Herons (Lot 534) is an exceptional work of its genre. Painted in the 80s, this is a superlative example of his heron paintings where Chen draws emphasis on the elongated bodily form of the herons. This variation utilises the classical Chinese brush and ink on paper, but with a western, abstract twist; as the interlocking brushstrokes fill the spatial plane of the work with sudden directional changes, drawing the eye upwards and downwards. Although appearing in semi-abstract form, the gracefulness and charm of the herons is emphasized via the long slender forms and overall composition of the work.
Gourds with Sparrow (Lot 535) is an exceptional work of its genre as well. Executed in the 70s,this is a painting that demonstrates the height of Chen's ink technique, as well as nostalgia for the Chinese aesthetic. The sparrow which is one of the most common subjects in his paintings sits peacefully on the vines of the bottlegourd, showcasing Chen's unrestrained and bold strokes, creating a simplicity and sense of peace and harmony. In Mandarin, the bottle gourd is called hulu, and hulu has other auspicious associations as well. Its pronunciation is very similar to fulu, which means 'happiness' (or good fortune). Additionally, the shape of the gourd is associated to Heaven and Earth, with the top part of gourd being Heaven and the bottom Earth and represents unity, completeness and harmony.
Chen's prolific animal paintings have come to be iconic to the region - referencing the unique quality of tropical life through the traditional medium of ink on paper. Gibbons at Pla (Lot 536) showcases the lively, iconic gibbons (another common subject of Chen) are represented frolicking playfully amongst cherry blossoms upon a gentle cliff, in a scene that conveys an overall feeling of joy, as well as an appreciation for the beauty and delicacy of nature. There is a sense of the vigour and movement captured in the expressive ink strokes. Chen Wen Hsi's inspiration to paint gibbons arose from an encounter with a reproduction of a gibbon painting that is a detail from the Chinese art masterpiece, White Robed Guanyin, Crane and Gibbon by the Southern Song painter Mu Xi. Chen Wen Hsi appreciated the lifelike quality of Mu Xi's gibbons and began a lifelong pursuit of excellence in Chinese ink through the perfection of his depiction of gibbons.
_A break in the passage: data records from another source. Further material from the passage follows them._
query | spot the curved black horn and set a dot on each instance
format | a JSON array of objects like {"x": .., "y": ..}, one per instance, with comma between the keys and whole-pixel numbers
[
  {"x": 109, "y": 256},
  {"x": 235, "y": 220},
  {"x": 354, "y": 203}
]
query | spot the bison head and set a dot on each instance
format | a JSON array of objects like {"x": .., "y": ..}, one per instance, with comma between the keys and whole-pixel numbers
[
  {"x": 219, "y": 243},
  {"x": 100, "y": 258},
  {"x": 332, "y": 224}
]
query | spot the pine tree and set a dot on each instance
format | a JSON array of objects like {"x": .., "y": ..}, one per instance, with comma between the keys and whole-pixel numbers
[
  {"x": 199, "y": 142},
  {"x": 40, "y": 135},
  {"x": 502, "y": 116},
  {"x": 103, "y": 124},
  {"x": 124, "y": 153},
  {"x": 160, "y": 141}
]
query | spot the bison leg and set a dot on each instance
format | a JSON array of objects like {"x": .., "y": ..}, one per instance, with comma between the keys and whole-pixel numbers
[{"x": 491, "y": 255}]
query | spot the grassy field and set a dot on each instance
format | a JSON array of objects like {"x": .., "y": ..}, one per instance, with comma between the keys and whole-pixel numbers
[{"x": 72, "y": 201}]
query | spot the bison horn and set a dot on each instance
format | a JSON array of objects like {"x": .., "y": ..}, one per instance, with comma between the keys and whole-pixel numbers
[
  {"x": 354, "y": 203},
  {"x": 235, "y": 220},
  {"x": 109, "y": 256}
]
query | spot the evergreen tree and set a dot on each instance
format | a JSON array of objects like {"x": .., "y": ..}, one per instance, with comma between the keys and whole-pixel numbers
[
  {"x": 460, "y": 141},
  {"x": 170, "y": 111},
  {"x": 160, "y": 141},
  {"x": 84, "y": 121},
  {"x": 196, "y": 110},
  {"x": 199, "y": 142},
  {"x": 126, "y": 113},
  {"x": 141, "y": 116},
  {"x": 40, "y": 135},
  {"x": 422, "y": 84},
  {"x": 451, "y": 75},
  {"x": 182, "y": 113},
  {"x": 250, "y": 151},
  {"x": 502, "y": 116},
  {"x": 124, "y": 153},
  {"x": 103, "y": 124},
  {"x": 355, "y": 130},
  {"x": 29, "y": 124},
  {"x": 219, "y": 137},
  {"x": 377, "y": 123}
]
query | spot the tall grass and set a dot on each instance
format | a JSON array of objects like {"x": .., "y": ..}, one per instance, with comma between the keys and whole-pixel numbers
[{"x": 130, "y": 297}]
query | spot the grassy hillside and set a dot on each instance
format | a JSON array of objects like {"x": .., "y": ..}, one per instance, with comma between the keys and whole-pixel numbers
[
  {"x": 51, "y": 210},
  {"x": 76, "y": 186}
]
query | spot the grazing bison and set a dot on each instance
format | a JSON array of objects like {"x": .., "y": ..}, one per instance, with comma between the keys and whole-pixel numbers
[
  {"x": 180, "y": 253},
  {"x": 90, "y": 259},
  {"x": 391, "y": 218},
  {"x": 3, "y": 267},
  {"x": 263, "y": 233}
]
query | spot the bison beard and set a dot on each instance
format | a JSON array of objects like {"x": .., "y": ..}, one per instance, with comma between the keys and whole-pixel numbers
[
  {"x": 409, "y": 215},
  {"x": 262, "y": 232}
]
Some further examples of paintings of the most definitive animal subjects favoured by the artist in his ink works are displayed in A Pair of Squirrels; A Pair of Gibbons, A Pair of Herons; Four Sparrows (Lot 537) which showcases the variety and depth of the animal subjects commonly painted. They are all familiar subjects to the artist from his living environment then which was an important factor and influence in his work.His quick, gestural application of ink and colour stemmed from a surety and innate understanding of the movement and essence of these animals. The anatomical accuracy and liveliness of the animals illustrates further as well Chen's lifelong observation and love for his animal subjects.
These are also replicated in Ducks (Lot 538) and Shrimp (Lot 539). The latter two, are rarer in comparison and the rustic charm of the broader brushstrokes is synonymous with earlier works from the 60s and 70s. The strokes capture the same soul of Chinese calligraphy cursive script and the calligraphy accompanying one of the ducks paintings as well was another trademark of Chen treating the entire painting as a pictorial plane and space to fill in and give a free rein to artistic expression. These works were acquired by the present owner who was once a student of the esteemed master painter himself.